La bambina strinse i pugni. «Ma è vero! Tu non hai visto quel robot! Con quella sega avrebbe potuto tagliarmi a fettine!»
«E perché non l’ha fatto, secondo te?»
Lei si bloccò.
«Rispondimi. Perché io qui ho trovato il tuo corpo intero e non a fette?»
La bambina deglutì. «Perché, ecco…» si interruppe, e abbassò lo sguardo per celare il rossore. «Ho sentito della forza. E l’ho scatenata, o almeno credo. Ho provocato io questo disastro.»
Il padre si staccò dal muro, le braccia ancora conserte, e si avviò verso la soglia. «Apri bene le orecchie» le disse dandole spalle. «Non devi minimamente pensare di poter morire per sciocchezze di questo tipo.

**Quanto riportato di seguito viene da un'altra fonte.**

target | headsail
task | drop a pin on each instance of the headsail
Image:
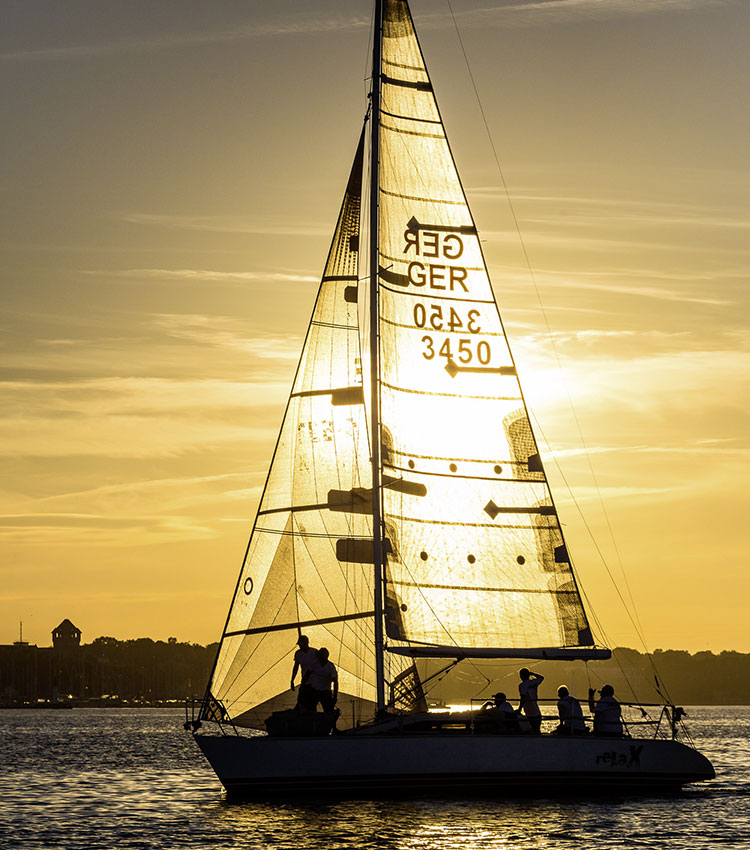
(300, 571)
(477, 556)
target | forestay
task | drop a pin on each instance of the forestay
(477, 558)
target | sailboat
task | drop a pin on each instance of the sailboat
(406, 514)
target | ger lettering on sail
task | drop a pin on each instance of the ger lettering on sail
(406, 514)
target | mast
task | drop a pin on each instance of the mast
(377, 521)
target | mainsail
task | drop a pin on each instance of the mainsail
(471, 553)
(477, 558)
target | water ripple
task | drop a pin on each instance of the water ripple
(130, 779)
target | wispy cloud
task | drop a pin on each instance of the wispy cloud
(203, 275)
(603, 282)
(221, 332)
(226, 224)
(300, 25)
(543, 11)
(135, 417)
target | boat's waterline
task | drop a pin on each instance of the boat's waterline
(445, 762)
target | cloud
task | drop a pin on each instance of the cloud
(226, 224)
(577, 280)
(544, 11)
(218, 332)
(135, 417)
(204, 275)
(301, 25)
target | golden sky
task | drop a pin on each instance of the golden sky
(171, 175)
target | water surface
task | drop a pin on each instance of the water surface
(132, 778)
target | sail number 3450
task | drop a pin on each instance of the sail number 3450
(464, 353)
(432, 315)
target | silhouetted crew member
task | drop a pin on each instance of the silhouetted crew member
(497, 715)
(527, 691)
(607, 712)
(305, 659)
(571, 716)
(322, 676)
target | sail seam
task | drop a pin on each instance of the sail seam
(402, 260)
(411, 118)
(407, 84)
(464, 477)
(385, 191)
(405, 291)
(318, 534)
(393, 64)
(475, 524)
(412, 132)
(479, 589)
(334, 325)
(450, 395)
(299, 624)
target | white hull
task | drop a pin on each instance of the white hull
(445, 763)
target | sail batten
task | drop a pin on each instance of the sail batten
(292, 577)
(551, 653)
(406, 508)
(473, 559)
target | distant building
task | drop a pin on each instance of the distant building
(66, 636)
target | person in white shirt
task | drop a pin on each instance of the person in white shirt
(322, 676)
(305, 659)
(527, 691)
(607, 712)
(571, 716)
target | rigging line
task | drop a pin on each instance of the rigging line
(633, 621)
(549, 332)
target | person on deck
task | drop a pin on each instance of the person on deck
(607, 712)
(497, 715)
(322, 676)
(571, 716)
(527, 691)
(305, 659)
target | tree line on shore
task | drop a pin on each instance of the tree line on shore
(148, 671)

Tu sei mia figlia, e questo ti rende in grado di sopravvivere a qualunque incidente in tempo di pace. La prossima volta cerca di non dimenticarlo.»
La bambina sorrise, e l’uomo fece per andarsene.
«Papà?»
Lui si fermò senza rispondere.
«Potresti, ecco, insegnarmi a controllarla? Questa forza, dico. Credo che mi sentirei più sicura se sapessi come usarla.»
L’uomo si voltò inarcando un sopracciglio. «Tua madre è d’accordo?»
«È importante che lo sia?» chiese lei, e sorrise di nuovo.
«No, ma preferirei evitare di sentirmelo rinfacciare per i prossimi dieci anni.»
«Beh, se lo fa tu dille che hai allenato anche con mio fratello, e che nella società attuale non è concepibile che proprio una scienziata presidentessa di una grossa società globale faccia discriminazioni sessiste.»
«Lasciamo perdere. Vieni qua e fatti sotto.»
La bambina lo raggiunse. «Agli ordini, sensei!»